В этот день она видимо осталась в голове, и побродив там немного вылезла на свет вместе со звуками Мишкиного голоса.

— На ОМС опять проблемы. Трэйды ищут, совсем расслабились, тепер каждый день 10–15 трэйдов пропадает.

— Да, я слышал.

— Алекса ночью поднимали. Он сделал им бэкап но ничего не нашли. Он сегодня злой как собака, его нельзя ночью будить. Непонятно зачем он вообще в подержку пошел.

— Темное это дело, их мэйнфрэйм. На той неделе уволился последний программист который знает как он работает.

— Нда… Ты знаеш, у нас в группе новый чувак, так он раньше писал трэйдинг систему для он-лайн брокера.

— Да, я видел, Юра?

— Он самый. Так этот пряник оставил себе лазейку в системе и теперь имеет доступ к реальным ценам и свой он-лайн счет.

— А это законно?

— Нет, конечно. Но этот парень ничего не боится, сидит, торгует прямо с работы, а вот это уже в нашей компании совсем незаконно, сто процентов.

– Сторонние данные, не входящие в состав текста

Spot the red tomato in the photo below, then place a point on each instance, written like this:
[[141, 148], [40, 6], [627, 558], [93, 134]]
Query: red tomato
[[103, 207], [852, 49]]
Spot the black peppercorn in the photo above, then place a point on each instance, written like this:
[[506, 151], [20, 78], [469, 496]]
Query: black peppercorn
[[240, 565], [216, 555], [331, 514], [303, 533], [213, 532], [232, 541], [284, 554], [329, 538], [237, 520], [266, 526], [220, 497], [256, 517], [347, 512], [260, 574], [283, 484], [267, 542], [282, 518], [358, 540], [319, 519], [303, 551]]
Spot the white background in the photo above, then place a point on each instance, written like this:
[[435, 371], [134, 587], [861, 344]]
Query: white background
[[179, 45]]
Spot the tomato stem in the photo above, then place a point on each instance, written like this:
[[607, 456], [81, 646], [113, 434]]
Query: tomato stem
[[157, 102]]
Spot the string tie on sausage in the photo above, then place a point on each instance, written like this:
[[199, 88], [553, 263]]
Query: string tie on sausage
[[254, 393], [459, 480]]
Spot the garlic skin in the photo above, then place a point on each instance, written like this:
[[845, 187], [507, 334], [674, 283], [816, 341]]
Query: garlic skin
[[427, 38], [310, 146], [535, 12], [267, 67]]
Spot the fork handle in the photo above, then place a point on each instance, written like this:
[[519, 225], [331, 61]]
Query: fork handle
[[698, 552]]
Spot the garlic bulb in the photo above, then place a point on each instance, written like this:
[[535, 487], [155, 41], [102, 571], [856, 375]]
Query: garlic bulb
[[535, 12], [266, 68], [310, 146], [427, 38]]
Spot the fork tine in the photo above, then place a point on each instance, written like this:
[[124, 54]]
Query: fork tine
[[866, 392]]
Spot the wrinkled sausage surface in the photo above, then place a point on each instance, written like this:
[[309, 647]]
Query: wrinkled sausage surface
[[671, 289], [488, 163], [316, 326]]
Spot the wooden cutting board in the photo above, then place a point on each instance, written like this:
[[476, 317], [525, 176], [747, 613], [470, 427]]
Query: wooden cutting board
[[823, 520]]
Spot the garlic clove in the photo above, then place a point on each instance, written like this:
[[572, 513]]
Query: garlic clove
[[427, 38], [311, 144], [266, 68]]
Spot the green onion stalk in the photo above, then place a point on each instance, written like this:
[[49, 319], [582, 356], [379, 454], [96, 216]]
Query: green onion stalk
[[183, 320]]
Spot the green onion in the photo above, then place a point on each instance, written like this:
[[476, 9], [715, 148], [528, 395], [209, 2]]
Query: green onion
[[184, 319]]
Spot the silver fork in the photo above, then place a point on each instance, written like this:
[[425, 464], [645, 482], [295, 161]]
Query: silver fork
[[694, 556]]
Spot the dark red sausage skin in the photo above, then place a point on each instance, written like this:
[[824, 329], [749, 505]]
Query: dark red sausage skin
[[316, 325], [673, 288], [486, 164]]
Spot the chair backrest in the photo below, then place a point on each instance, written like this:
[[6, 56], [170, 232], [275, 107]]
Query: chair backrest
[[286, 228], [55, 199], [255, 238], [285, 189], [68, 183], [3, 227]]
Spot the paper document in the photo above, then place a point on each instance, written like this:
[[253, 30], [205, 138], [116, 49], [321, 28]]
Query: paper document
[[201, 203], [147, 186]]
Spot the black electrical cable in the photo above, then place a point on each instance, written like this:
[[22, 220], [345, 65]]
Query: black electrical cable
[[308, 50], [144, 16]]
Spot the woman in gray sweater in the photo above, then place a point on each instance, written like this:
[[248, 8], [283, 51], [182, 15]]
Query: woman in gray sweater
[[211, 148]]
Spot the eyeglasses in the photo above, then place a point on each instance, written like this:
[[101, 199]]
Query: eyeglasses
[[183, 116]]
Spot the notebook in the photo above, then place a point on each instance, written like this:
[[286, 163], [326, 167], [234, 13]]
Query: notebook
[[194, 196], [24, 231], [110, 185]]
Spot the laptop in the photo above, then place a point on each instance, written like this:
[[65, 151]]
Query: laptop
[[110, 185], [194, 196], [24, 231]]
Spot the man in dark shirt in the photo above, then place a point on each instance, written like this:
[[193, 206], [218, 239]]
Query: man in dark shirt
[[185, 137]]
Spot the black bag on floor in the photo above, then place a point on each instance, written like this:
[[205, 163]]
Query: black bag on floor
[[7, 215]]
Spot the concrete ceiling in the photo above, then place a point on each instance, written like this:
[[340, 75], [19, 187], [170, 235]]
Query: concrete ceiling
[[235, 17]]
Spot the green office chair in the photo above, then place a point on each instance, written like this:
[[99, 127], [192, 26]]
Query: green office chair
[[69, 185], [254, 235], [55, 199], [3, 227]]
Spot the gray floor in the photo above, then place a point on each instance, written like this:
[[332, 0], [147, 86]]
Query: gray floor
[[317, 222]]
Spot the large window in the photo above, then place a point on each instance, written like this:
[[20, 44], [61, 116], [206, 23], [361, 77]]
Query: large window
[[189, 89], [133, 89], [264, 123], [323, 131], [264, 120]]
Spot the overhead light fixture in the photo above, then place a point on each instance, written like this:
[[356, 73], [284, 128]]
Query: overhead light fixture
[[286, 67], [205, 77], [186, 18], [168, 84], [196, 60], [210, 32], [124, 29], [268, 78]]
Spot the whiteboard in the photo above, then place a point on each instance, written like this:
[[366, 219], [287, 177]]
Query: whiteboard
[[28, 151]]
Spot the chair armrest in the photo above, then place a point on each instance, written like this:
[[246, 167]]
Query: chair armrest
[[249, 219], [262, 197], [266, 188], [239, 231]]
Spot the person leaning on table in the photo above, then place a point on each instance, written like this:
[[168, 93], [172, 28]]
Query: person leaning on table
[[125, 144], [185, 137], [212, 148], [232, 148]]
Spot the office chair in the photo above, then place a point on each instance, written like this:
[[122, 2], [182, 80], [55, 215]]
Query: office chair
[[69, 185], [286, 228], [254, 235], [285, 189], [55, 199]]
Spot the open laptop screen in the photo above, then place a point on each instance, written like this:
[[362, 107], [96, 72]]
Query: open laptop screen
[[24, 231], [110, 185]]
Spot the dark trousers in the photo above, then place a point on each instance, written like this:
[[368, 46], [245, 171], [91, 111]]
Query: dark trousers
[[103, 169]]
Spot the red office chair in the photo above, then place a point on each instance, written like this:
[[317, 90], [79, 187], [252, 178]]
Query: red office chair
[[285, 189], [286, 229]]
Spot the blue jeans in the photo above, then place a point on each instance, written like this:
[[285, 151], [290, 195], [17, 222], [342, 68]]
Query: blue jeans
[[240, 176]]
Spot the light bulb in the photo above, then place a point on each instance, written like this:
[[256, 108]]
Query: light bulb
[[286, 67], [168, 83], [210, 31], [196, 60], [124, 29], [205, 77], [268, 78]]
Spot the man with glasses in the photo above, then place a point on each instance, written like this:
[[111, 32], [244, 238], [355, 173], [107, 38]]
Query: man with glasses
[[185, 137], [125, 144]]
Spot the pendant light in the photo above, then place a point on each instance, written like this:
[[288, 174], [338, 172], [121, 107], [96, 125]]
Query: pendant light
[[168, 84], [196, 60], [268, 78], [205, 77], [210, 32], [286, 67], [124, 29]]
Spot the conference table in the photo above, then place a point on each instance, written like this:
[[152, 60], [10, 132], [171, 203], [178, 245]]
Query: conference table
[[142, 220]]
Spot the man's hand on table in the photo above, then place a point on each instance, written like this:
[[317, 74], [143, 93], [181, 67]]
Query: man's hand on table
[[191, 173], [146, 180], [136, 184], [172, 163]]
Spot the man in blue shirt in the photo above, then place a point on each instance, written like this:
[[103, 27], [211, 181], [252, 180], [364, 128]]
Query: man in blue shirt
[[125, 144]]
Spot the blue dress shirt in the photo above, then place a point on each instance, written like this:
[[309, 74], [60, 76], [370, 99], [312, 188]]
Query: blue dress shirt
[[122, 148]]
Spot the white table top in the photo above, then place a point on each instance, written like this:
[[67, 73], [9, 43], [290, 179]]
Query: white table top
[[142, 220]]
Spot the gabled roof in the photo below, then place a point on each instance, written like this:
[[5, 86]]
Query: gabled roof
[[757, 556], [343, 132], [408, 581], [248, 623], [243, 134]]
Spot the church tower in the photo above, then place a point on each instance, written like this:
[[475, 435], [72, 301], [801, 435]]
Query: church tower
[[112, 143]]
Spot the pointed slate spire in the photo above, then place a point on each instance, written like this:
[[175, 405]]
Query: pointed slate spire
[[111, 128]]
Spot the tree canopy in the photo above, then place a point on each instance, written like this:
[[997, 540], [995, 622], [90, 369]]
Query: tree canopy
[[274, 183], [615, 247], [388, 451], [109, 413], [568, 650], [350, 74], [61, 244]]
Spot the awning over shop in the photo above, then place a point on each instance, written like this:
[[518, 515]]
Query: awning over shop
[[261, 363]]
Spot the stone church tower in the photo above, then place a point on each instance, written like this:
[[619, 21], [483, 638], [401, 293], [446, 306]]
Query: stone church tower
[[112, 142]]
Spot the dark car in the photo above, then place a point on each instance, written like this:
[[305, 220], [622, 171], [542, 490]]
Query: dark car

Принесли счет, и, отсчитав положенное количество денег, мы двинули в обратный путь. Идти обратно можно помедленнее, особенно в такие спокойные дни, когда дождь почти перестает, лужи под ногами расплываются радужными пятнами бензина, в них отражаются темные ветки и грязное небо, утихают мутные потоки торопливо несущие мусор и листья, и все вокруг проясняется, и кажется что вот-вот вынырнет солнце, и даже видно его лучи скользящие по верхним этажам зданий, но этого никогда не происходит.

На полпути на работу дню исполнилось 2 часа, как это обычно происходило на одной из узких непримечательных улиц, и мир отпраздновал это событие мелодичной трелью телефона — Мишке позвонила очередная девица.

Стены окружающих домов плотно покрыты паутиной пожарных лестниц, дома высокие и узкие и лестница у каждого своя, она закрывает весь фасад, ржавыми прутьями опутывает давно не крашеные облезлые стены, прячет немытые окна, за которыми на подоконниках жмутся чахлые городские растения.

По дороге мы проходим мимо тихого, не старого еще бомжа, он улыбается прохожим всем лицом вместе с солидным слоем грязи и никогда не просит милостыню, сидит все время на одном и том же месте. Над его головой воркуют тупые, запаршивевшие голуби, а вокруг маленкой крепостной стеной лежат аккуратные газетные свертки, в которых хранятся одному ему ведомые бомжовские ценности.

Всякий раз Мишка умолкает и сканирует глазами эти свертки, надеясь догадаться о том что скрывается внутри. Свертки почти одинаковые, как правило величиной с половину толстой книги, иногда чуть длиннее. Вот и в этот раз Мишка замолчал на полуслове, внимательно изучил бомжовское состояние, пройдя мимо сказал громко ни к кому не обращаясь.

— Хотел бы я все-таки узнать что он там прячет.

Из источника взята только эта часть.